Lack of civic amenities makes life miserable for housing colony residents

Housing board has not handed over colony to Municipality

January 09, 2015 12:00 am | Updated 05:38 am IST - KRISHNAGIRI:

Unhygienic conditions:An open sewage tank at TNHB Phase VI housing colony in Hosur.- Photo: N. Bashkaran

Unhygienic conditions:An open sewage tank at TNHB Phase VI housing colony in Hosur.- Photo: N. Bashkaran

The stench from the sewage yard wafts through the air. Within a few tens of feet away, residents of Rainbow Garden in Hosur go about their daily chores, having resigned themselves to their civic woes.

The TNHB Phase VI housing colony for middle income groups in Hosur is caught in the crossfire of civic jurisdiction of sorts.

The 165 houses that fall under Phase VI of TNHB, are practically cut off from the amenities that Hosur Muncipality provides for the Municipal area.

The Tamil Nadu Housing Board (TNHB) has not handed over the housing colony to Hosur Muncipality and has also not been able to provide the requisite infrastructure, allege residents of the area.

For the residents, who had purchased the houses on the promise of infrastructure by TNHB, this lack of civic ownership by the Tamil Nadu Housing Board has left them in the lurch with no basic civic amenities.

“Our civic woes start from lack of basic door-to-door sewage collection to lack of drinking water distribution,” says M.Sivaraj, one of the early buyers in 2008.

“We bought the house for Rs.21 lakh, which included infrastructure payment. But, the TNHB has not provided any facility including basic amenities such as water, or sewage collection,” says Mr.Sivaraj.
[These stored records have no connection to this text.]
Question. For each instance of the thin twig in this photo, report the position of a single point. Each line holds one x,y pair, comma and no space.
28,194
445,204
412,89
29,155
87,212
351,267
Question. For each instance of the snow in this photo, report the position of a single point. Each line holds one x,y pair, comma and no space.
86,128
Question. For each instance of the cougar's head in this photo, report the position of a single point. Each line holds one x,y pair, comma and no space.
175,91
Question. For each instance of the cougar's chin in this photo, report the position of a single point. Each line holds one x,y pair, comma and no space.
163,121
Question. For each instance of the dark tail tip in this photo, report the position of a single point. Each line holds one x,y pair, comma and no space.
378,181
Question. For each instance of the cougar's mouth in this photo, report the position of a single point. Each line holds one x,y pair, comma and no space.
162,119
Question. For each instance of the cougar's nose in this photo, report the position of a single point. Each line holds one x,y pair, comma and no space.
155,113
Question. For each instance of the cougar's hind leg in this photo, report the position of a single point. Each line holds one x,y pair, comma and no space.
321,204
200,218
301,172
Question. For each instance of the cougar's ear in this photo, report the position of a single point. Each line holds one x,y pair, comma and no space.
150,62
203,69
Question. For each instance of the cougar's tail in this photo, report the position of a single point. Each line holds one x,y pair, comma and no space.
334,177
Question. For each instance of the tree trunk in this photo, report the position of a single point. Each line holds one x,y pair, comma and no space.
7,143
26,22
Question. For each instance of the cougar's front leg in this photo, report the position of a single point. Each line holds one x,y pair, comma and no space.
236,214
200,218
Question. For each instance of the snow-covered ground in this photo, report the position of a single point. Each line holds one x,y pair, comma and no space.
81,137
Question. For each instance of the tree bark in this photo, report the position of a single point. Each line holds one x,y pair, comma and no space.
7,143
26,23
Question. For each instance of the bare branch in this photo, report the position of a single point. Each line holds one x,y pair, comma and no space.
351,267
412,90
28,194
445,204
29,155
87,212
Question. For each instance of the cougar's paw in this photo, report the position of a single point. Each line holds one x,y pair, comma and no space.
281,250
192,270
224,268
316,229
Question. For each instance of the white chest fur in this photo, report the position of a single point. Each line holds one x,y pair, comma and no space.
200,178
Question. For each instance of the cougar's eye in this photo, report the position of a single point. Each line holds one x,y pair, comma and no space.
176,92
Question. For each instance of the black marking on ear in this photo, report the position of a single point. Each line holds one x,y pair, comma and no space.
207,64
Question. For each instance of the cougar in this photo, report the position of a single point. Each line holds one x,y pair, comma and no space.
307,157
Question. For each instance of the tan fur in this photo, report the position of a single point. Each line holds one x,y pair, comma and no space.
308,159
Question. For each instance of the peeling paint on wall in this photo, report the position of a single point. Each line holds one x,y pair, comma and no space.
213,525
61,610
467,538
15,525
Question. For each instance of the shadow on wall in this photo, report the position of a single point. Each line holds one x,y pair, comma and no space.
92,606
The area relies on a borewell that is effectively dry over four or five months during summer.

While all other phases of TNHB were handed over to Muncipality, this phase has not been handed over, virtually cutting them off from drinking water supply.

“While the area has pipeline for Hogenakkal water, we do not get potable water,” says Mr. A.P.Suresh, Secretary, Rainbow Garden Residents Welfare Association.

The 165 houses that fall under this phase of TNHB are virtually orphaned between the Municipality’s lack of jurisdiction and the TNHB’s purported lack of funds to provide the infrastructure.

However, the houses pay a monthly maintenance fee of Rs.400 per house, and 50 percent of the houses have also paid a property tax to the Muncipality.

An otherwise picturesque open plot that was meant to be developed as a park has been left to use for shady activities after dark, allege residents.

According to G.Nandakumar, the Counsellor of the 10th ward that includes the Phase IV of TNHB, the Municipality was willing to take up the area under its civic care, if only the TNHB would hand it over to the Muncipality.

Procedure

Earlier, speaking to The Hindu , a senior officer of the Municipality said the normal procedure was that the TNHB would either provide the infrastructure, and the Municipality would take up its maintenance, or alternatively, make an infrastructure settlement to the Municipality and its maintenance.

When contacted, an Executive Engineer of TNHB, Hosur, said,he had joined recently and had no information.

For now, overflowing sewage, clogged sewage tanks and carcasses of stray animals pose a serious health hazard to the residents of this TNHB colony.